RuntimeError: Cowardly refusing to serialize non-leaf tensor which
requires_grad, since autograd does not support crossing process
boundaries. If you just want to transfer the data, call detach() on
the tensor before serializing (e.g., putting it on the queue).
First of all, Torch Variable API is deprecated since a very long time, just don't use it.
Next, torch.from_numpy( np.asarray(list(range( 0,10))).reshape(10,1) ).float() is wrong at many levels: np.asarray of list is useless since a copy will be performed anyway, and np.array takes list as input by design. Then, np.arange is available to return a range as numpy array, and it is also available on Torch. Next, specifying both dimension for reshape is useless and error prone, you could simply do reshape((-1, 1)), or even better unsqueeze(-1).
Here is the simplified expression torch.arange(10, dtype=torch.float32, requires_grad=True).unsqueeze(-1).
Using multiprocessing pool is a bad practice if using batch processing is possible. It will be both way more efficient and readable.

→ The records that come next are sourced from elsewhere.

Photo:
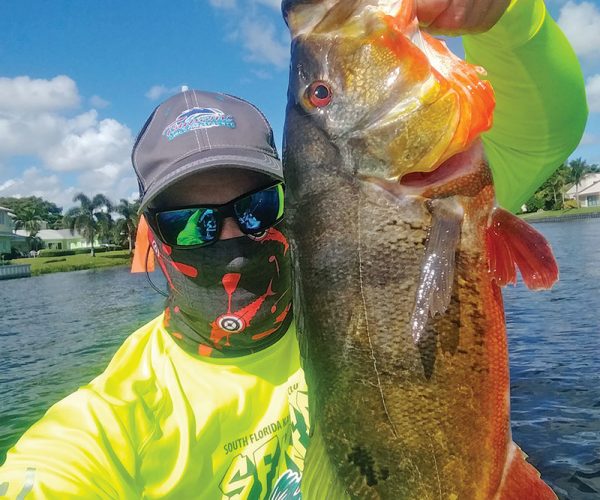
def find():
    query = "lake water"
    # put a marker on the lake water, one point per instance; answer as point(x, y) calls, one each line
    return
point(59, 331)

Indeed, performing N small algebraic operations in parallel is always slower and a larger single algebraic operation, and even more on GPU. More importantly, computing the gradient is not supported by multiprocessing, hence the error that you get. Yet, this is partially true, because it is supports for tensors on cpu since 1.6.0. Have a lok, to the official release changelog.
Could you post a more representative example of what func method could be to make sure you really need it ?
NB: Distributed autograd as you are looking is now available in Pytorch as an experimental feature available in beta since 1.6.0. Have a look to the official documentation.